Allah SWT telah menjaga para nabi dan rasul dari terjerumus ke dalam perbuatan dosa, sejak mereka masih kecil, sebelum mereka mengemban risalah Allah SWT, begitu pula setelah diangkat menjadi nabi dan rasul Allah SWT.

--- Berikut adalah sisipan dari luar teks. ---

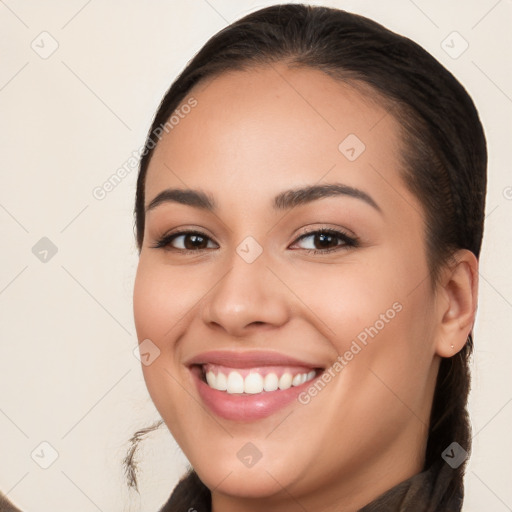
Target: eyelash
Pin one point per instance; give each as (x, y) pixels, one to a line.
(348, 241)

Oleh karena itu, jika ada seseorang yang mengaku sebagai nabi Allah SWT, namun diantara perbuatannya ada yang melanggar perintah Allah SWT, atau mempermainkan dan mempermudah ajaran agama yang dibawa, maka pengakuannya sebagai nabi harus ditolak.
D. Sifat Mustahil Para Rasul
وَالْمُسْتَحِيْلُ ضِدُّ كُلِّ وَاجِبِ # فَاحْفَظْ لِخَمْسِيْنَ بِحُكْمٍ وَاجِبِ
“Sifat mustahil adalah kebalikan dari setiap sifat yang wajib, maka hafalkanlah aqaid lima puluh untuk melaksanakan hukum yang wajib”
Syarh:
Sedangkan sifat mustahil bagi rasul adalah kebalikan dari sifat wajib yang empat di atas. Perincian sifat mustahil bagi para rasul tersebut adalah sebagai berikut:
1.  Shidiq (jujur) kebalikannya Kidzib (dusta)

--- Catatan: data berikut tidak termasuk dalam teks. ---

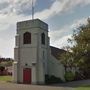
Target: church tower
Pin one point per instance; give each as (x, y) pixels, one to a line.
(31, 52)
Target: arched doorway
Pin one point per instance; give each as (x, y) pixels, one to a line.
(27, 75)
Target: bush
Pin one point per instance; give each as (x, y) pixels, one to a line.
(52, 79)
(69, 76)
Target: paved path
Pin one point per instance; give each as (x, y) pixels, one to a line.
(74, 83)
(65, 86)
(11, 86)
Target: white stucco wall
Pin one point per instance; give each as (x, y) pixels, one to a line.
(55, 68)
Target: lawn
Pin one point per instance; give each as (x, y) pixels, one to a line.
(86, 87)
(6, 78)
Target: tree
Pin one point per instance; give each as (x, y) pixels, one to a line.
(79, 54)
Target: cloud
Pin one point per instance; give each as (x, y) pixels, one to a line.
(16, 6)
(60, 7)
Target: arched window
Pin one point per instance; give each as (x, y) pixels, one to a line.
(43, 38)
(27, 38)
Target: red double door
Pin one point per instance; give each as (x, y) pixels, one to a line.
(27, 75)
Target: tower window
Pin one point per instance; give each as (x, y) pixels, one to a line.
(27, 38)
(43, 38)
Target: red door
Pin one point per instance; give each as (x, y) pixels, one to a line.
(27, 76)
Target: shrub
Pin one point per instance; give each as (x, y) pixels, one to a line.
(52, 79)
(69, 76)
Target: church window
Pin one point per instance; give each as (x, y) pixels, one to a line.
(43, 38)
(27, 38)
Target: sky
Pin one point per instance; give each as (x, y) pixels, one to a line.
(62, 16)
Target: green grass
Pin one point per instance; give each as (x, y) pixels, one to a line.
(85, 87)
(6, 78)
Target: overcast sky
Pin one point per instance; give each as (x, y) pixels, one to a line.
(61, 15)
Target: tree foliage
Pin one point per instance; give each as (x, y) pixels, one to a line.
(79, 54)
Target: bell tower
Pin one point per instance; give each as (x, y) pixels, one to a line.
(31, 52)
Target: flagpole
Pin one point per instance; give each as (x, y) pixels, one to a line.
(32, 10)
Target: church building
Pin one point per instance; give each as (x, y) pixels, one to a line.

2.  Amanah (dapat dipercaya) kebalikannya Khiyanat (tidak dapat dipercaya)
3.  Tabligh (menyampaikan wahyu) kebalikannya Kitman (menyembunyikan wahyu)
4.  Fathonah (cerdas) kebalikannya Baladah (bodoh)

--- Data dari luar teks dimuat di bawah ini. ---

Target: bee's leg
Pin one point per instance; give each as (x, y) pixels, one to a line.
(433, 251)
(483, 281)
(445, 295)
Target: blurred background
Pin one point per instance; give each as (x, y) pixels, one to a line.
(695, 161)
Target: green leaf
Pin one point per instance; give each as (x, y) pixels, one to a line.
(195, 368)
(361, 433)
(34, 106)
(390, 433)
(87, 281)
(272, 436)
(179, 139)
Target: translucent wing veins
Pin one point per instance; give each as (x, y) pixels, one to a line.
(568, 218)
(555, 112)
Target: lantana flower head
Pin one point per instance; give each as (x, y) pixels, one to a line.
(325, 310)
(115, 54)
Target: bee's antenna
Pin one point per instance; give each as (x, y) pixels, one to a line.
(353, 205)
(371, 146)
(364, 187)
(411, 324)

Dengan demikian maka genaplah aqoid lima puluh yang wajib diketahui oleh umat Islam.
E. Dua Puluh Lima (25) Rasul Yang Wajib Diketahui
تَفْصِيْلُ خَمْسَةٍ وَعِشْرِيْنَ لَزِمْ # كُلَّ مُكَلَّفٍ فَحَقِّقْ وَاغْتَنِمْ
“Rincian dua puluh lima rasul wajib diketahui oleh setiap orang mukallaf, maka pastikan dan raihlah jumlahnya”
Syarh:
Para rasul Allah SWT sangat banyak, sebagian ulama mengatakan hingga mencapai 315 rasul. Sedangkan nabi Allah SWT mencapai 124.000. Di antara mereka ada yang wajib untuk diketahui dan ada yang tidak wajib.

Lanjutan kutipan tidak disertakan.